Seperti fitur klinis, investigasi juga tidak sensitif dan tidak spesifik.
Menurut beberapa literatur, uji hemaglutinasi tidak langsung adalah positif
pada > 90% kasus, namun mungkin bernilai terbatas di daerah endemik.
Isolasi ameba adalah spesifik namun sangat sulit. Investigasi ini tidak
membantu dalam diagnosis dini dan tidak tersedia pada saat pengambilan
keputusan. Jadi, ALA sulit untuk didiagnosis dan mungkin keliru dalam
pemeriksaan klinis awal.
Ultrasonografi, terlepas dari observer yang murah dan aman, secara
luas diterima sebagai penyelidikan lini pertama untuk imaging focal hepatic
lesion dan juga abses hati. Hal ini terkait dengan biaya rendah, ketersediaan
yang lebih besar, dan akurasi yang tinggi. Hal ini berguna tidak hanya dalam
diagnosis dan intervensi tetapi juga dalam tindak lanjut kondisi dan untuk
menilai resolusi.
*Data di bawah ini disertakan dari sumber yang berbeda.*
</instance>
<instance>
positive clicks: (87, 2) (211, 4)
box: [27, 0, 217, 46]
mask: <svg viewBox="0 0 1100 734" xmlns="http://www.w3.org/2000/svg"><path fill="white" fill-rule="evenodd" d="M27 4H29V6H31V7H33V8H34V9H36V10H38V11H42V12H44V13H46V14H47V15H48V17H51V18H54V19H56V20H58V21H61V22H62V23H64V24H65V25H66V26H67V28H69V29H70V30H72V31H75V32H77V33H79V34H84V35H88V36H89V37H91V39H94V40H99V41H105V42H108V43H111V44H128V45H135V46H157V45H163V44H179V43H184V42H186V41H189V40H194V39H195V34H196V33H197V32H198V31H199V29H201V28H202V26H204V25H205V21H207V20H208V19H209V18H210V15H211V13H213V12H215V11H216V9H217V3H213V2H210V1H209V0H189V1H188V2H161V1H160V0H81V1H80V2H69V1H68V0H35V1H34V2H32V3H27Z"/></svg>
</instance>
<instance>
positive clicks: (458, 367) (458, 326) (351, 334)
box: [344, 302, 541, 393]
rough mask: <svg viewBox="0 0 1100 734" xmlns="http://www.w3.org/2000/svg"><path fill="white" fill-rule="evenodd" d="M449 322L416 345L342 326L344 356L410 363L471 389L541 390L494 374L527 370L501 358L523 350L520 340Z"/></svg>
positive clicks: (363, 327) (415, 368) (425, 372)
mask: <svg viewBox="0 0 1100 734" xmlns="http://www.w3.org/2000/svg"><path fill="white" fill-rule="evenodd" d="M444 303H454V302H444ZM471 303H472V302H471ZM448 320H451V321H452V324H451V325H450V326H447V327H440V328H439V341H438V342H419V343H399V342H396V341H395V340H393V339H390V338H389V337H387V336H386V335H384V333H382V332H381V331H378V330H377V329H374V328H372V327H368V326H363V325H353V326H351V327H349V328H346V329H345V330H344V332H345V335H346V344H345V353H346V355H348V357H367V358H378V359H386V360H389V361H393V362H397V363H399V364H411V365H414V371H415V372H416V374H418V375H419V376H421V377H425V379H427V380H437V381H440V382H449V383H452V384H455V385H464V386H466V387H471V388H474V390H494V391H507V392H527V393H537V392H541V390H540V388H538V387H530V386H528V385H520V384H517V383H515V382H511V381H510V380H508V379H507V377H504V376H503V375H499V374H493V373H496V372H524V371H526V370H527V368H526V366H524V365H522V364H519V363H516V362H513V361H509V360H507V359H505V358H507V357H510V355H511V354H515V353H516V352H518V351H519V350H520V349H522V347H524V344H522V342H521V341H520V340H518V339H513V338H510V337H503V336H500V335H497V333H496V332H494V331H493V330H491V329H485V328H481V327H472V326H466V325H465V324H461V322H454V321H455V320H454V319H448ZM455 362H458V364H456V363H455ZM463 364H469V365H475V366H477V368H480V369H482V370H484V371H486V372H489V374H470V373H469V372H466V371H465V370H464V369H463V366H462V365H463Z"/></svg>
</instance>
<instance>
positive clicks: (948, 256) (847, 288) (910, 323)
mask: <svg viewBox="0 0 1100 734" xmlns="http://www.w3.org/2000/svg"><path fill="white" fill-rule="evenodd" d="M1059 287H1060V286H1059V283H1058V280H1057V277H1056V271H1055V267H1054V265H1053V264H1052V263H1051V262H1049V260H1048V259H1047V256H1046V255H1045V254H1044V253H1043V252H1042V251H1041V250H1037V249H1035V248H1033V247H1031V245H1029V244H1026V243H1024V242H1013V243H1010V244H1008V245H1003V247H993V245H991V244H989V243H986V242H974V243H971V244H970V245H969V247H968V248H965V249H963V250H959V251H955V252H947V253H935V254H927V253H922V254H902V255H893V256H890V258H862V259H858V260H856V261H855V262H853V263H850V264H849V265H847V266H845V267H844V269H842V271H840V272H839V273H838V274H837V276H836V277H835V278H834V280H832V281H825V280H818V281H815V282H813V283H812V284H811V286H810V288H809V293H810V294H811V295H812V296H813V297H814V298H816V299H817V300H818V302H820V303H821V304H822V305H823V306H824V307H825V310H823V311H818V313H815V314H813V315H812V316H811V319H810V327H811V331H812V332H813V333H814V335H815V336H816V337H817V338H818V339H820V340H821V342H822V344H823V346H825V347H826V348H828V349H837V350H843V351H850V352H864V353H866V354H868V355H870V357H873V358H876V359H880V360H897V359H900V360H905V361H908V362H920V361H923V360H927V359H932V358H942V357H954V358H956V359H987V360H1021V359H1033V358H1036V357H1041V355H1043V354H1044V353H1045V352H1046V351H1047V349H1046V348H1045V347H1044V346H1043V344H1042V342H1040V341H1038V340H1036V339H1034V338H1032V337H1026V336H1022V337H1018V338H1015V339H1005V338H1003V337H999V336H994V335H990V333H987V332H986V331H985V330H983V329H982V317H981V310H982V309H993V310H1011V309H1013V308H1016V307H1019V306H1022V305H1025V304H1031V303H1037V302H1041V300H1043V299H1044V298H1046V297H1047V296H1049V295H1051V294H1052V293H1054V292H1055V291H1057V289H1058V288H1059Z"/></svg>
Sensitivitas ultrasound hampir 92-97% . Namun demikian,
ciri ultrasonografi ALA dan lesi yang mendiami ruang hati pada hati, misalnya
hepatoma, abses hati pyogenic mungkin tumpang tindih. Kombinasi temuan
ultrasonografi dengan gambaran klinis dan analisis aspirasi meningkatkan
sensitivitas. Saat ini, ketersediaan CT-scan (Gambar 2a dan b) juga memiliki
peran penting namun mungkin tidak tersedia di daerah terpencil di mana
kecurigaan klinis, hanya penyelidikan laboratorium yang digunakan. Oleh
karena itu, dalam hal ini, diagnosis diferensial lainnya juga harus selalu
diingat.

KESIMPULAN
ALA memiliki presentasi klinis yang sangat berbeda/bervariasi. Ciri
khas ALA meliputi nyeri/rasa sakit, demam, dan hepatomegali lunak yang
tidak spesifik. Indeks kecurigaan klinis yang tinggi pada pasien dari daerah
endemik dan kelas sosio-ekonomi rendah dikombinasikan dengan
ultrasonografi, ultrasound-guided aspiration, dan CT-scan akan memperbaiki
akurasi diagnostik untuk mengurangi komplikasi katastropik akibat diagnosis
yang lambat. Dosis tinggi metronidazol (800 mg) tiga kali sehari selama 10
hari dengan ultrasound-guided aspiration ditemukan paling kuratif.